If you have been running VMware View 4.0 or greater the chances are that you have vSphere 4.0 U2 or vSphere 4.1 deployed in your VDI infrastructure. You may have VMware Infrastructure 3.5 U5 but I am hoping that at this stage you have already been trough the upgrade.
If you haven’t yet upgraded you will experience the behaviour I am explaining below when you upgrade to vSphere 4.0 and greater. If you have already upgraded your ESX hosts and the hosts are Nehalem based Xeon 5500 series CPUs, you may or may not have noticed that after the upgrade vCenter and esxtop show that the hosts are consuming more physical memory than before the upgrade even thou the number of virtual desktops have not changed.

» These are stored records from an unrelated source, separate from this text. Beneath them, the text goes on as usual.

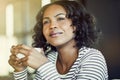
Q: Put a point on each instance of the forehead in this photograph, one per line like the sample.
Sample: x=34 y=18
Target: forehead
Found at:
x=54 y=10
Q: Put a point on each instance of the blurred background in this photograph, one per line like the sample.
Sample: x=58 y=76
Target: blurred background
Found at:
x=17 y=19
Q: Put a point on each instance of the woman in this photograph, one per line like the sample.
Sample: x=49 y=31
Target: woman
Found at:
x=64 y=31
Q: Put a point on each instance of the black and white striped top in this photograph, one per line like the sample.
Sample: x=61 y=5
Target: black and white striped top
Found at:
x=90 y=65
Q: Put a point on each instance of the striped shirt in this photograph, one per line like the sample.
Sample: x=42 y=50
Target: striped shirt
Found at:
x=90 y=65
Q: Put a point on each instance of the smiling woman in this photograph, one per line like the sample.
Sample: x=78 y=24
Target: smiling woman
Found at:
x=65 y=32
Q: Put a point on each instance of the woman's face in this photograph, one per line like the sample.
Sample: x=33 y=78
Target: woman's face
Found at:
x=57 y=27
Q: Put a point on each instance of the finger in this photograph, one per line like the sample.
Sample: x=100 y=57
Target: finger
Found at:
x=23 y=46
x=13 y=57
x=24 y=52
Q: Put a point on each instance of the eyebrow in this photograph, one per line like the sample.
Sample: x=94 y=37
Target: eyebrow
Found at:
x=54 y=16
x=60 y=14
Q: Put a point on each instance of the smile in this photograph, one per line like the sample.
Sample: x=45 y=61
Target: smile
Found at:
x=55 y=34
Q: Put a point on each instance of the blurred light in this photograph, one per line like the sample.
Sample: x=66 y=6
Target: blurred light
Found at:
x=44 y=2
x=9 y=20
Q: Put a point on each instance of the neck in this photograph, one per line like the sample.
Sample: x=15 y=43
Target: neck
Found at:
x=67 y=53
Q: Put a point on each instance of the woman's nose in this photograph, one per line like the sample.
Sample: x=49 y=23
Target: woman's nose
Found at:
x=53 y=25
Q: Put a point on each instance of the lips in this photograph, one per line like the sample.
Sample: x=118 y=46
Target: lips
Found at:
x=55 y=34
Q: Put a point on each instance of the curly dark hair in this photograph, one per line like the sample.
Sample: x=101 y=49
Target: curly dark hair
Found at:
x=86 y=33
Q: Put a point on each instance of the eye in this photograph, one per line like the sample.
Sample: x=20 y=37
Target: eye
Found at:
x=60 y=19
x=45 y=22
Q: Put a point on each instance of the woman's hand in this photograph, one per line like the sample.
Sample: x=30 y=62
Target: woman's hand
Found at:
x=14 y=61
x=33 y=57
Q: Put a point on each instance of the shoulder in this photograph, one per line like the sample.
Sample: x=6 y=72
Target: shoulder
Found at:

The behaviour is not exclusive to VDI infrastructures, however in VDI, especially if 32-bit Windows XP is in use; there is a significant amount of TPS (Transparent Page Sharing) sharing across all virtual desktops. Because of a reduced TPS ratio across all hosts the behaviour is more evident in VDI infrastructures.

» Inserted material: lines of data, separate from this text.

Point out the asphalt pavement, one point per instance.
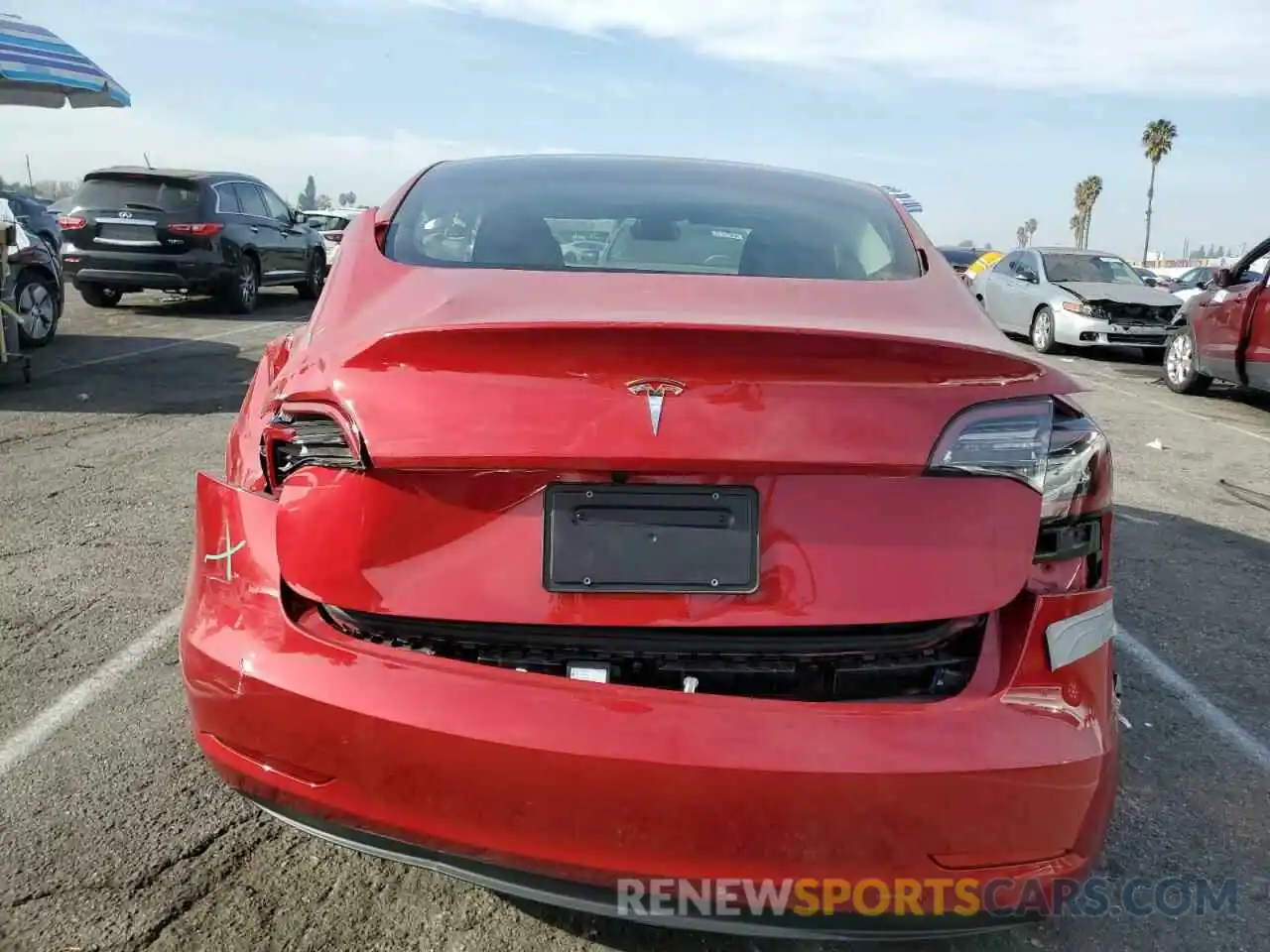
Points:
(114, 834)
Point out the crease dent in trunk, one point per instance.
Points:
(466, 429)
(557, 394)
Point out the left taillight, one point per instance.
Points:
(294, 440)
(1047, 444)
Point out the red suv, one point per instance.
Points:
(1223, 331)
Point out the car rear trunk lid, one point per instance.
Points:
(134, 212)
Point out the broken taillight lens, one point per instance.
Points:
(294, 440)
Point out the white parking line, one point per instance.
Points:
(1194, 701)
(21, 746)
(111, 358)
(1135, 518)
(1161, 404)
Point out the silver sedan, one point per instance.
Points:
(1070, 298)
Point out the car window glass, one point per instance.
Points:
(140, 193)
(252, 200)
(653, 218)
(1008, 263)
(226, 199)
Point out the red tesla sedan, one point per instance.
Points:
(749, 549)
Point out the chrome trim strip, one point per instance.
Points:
(1072, 639)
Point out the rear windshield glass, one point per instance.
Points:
(151, 194)
(649, 216)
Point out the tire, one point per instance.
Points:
(243, 291)
(1182, 371)
(310, 289)
(35, 298)
(1042, 333)
(100, 295)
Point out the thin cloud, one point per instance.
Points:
(1167, 48)
(373, 167)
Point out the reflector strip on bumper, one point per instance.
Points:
(1072, 639)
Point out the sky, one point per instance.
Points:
(987, 113)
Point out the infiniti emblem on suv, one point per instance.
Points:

I must admit here that I may be out of my depth when compared to other bloggers such as Duncan Epping and Frank Denneman, who have written a book solely based on vSphere memory management techniques (HA and DRS deepdive).
Simply put, with vSphere 4.0 few changes have been introduced to the memory management techniques. TPS now, by default, only analyse 2MB memory blocks (large memory pages) to try to find common memory blocks. Only when the host server is under memory stress TPS will break those large memory blocks into smaller 4KB blocks to search for additional common memory blocks. This happens because vSphere relies on hardware-assisted memory virtualization, EPT(Intel) or RVI(AMD), to eliminate the need for shadow page tables, reducing kernel overhead.
VMware published a KB 1020524 about the behaviour – Transparent Page Sharing is not utilized under normal workloads on Nehalem based Xeon 5500 series CPUs.
I recently have been to a customer who after the upgrade to vSphere 4.1 noticed this memory consumption behaviour and asked me what was happening. I thought would be interesting to share.
The customer claimed that before the upgrade the memory consumption for each host in the View Cluster (8 hosts) was 70% and now is approximately 90%.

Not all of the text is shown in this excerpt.